Prehospital treatment includes the following:
- ABCs (Airway, Breathing, Circulation)
- Intermittent ice application for analgesia
Hospital treatment includes the following:
- Continued ABC monitoring
- Routine cleansing of bite site
- Intermittent application of ice
- Tetanus prophylaxis
- For severe pain and muscle spasms – intravenous (IV) narcotics and benzodiazepines
- For hypertension unresponsive to narcotics and benzodiazepines – IV nitroprusside or nifedipine
The widow spiders (Latrodectus species) are found on every continent except Antarctica and represent over 31 species. They live outdoors in dark areas or indoors in undisturbed spaces (eg, garages, wood sheds), where they wait for insects to become entrapped in their prototypical irregularly constructed web. Widow spiders are most abundant and active during the warm months but can often be seen inside during cooler weather. Latrodectus spp are naturally nonaggressive and usually only bite if touched or trapped in clothing. Of these 31 species, all of which are highly venomous, the North American female black widow (L mactans) and its Australian sister, the red back spider (L hasselti), garner most of the attention with the prominent red marking on their abdomens, often resembling an hourglass.
Widow spider venoms are all very similar and contain a neurotoxic component called alpha-latrotoxin. This toxin inserts itself into calcium channels in the presynaptic neuron creating a Ca2+ pore leading to neurotransmitter release. The specific synaptic cleft involved dictates the neurotransmitter released; however, all neurotransmitters can be affected. Massive release of acetylcholine and catecholamines into the central nervous system are theorized to produce the specific clinical symptoms of envenomation. The result is initial stimulation of neuromuscular transmissions followed by depletion of synaptic vesicles. Local tissue changes are minimal as the venom lacks locally active toxins capable of producing inflammation.
A bite from a widow spider is typically severe, painful, and often described as "burning." If not immediate, symptoms can be expected within 60 minutes of the bite. Tiny fang marks with a local inflammatory reaction may be evident, and so most envenomated patients are aware they were bitten by some type of spider or insect. Local toxicity is classically manifested through a triad of diaphoresis, local pain, and piloerection with a concomitant target lesion. Most of the time symptoms do not progress beyond this local reaction. However, with significant envenomation, a wide range of systemic symptoms can be observed.

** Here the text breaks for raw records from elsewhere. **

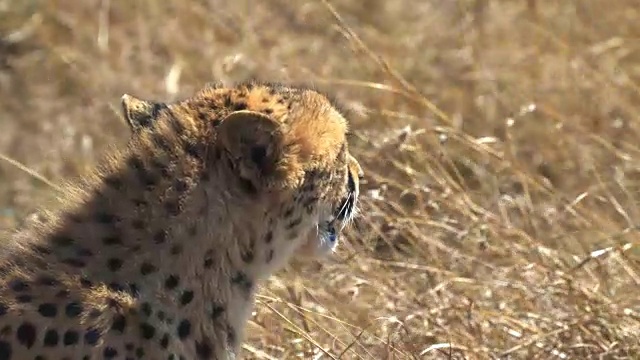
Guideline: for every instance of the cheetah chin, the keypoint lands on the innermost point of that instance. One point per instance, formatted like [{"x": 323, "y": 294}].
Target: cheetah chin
[{"x": 158, "y": 251}]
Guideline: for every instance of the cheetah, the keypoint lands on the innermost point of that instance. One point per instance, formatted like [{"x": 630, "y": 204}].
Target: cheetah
[{"x": 156, "y": 253}]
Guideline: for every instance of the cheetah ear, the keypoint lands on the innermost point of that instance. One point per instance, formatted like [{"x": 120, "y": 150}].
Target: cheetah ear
[
  {"x": 254, "y": 143},
  {"x": 140, "y": 113}
]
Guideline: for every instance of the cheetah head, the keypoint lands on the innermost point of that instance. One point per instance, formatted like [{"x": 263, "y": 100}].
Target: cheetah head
[{"x": 280, "y": 145}]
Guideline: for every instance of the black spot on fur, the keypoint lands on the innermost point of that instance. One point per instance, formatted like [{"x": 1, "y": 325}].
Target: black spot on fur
[
  {"x": 180, "y": 186},
  {"x": 247, "y": 186},
  {"x": 184, "y": 329},
  {"x": 146, "y": 309},
  {"x": 109, "y": 352},
  {"x": 113, "y": 182},
  {"x": 242, "y": 280},
  {"x": 77, "y": 263},
  {"x": 51, "y": 338},
  {"x": 203, "y": 350},
  {"x": 47, "y": 280},
  {"x": 164, "y": 341},
  {"x": 138, "y": 224},
  {"x": 119, "y": 323},
  {"x": 48, "y": 310},
  {"x": 288, "y": 212},
  {"x": 114, "y": 264},
  {"x": 84, "y": 252},
  {"x": 172, "y": 207},
  {"x": 186, "y": 297},
  {"x": 147, "y": 268},
  {"x": 70, "y": 337},
  {"x": 216, "y": 311},
  {"x": 208, "y": 259},
  {"x": 86, "y": 283},
  {"x": 91, "y": 337},
  {"x": 26, "y": 334},
  {"x": 106, "y": 218},
  {"x": 73, "y": 309},
  {"x": 160, "y": 237},
  {"x": 41, "y": 249},
  {"x": 147, "y": 331},
  {"x": 192, "y": 150},
  {"x": 160, "y": 141},
  {"x": 6, "y": 331},
  {"x": 294, "y": 223},
  {"x": 112, "y": 240},
  {"x": 259, "y": 156},
  {"x": 24, "y": 299},
  {"x": 5, "y": 350},
  {"x": 62, "y": 241},
  {"x": 18, "y": 285},
  {"x": 171, "y": 282},
  {"x": 176, "y": 249}
]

Systemic symptoms include myalgias, fever, hypertension and tachycardia, vomiting, tremor, and paresthesia. Muscle spasms can be seen in the chest, legs, and back, and patients classically exhibit abdominal rigidity. Less commonly, altered mental status, myocarditis, elevated troponin levels, leukocytosis, and rhabdomyolysis can be a sequalae of alpha-latrotoxin toxicity.
Symptoms usually resolve over a 3- to 7-day period, and deaths are exceedingly rare.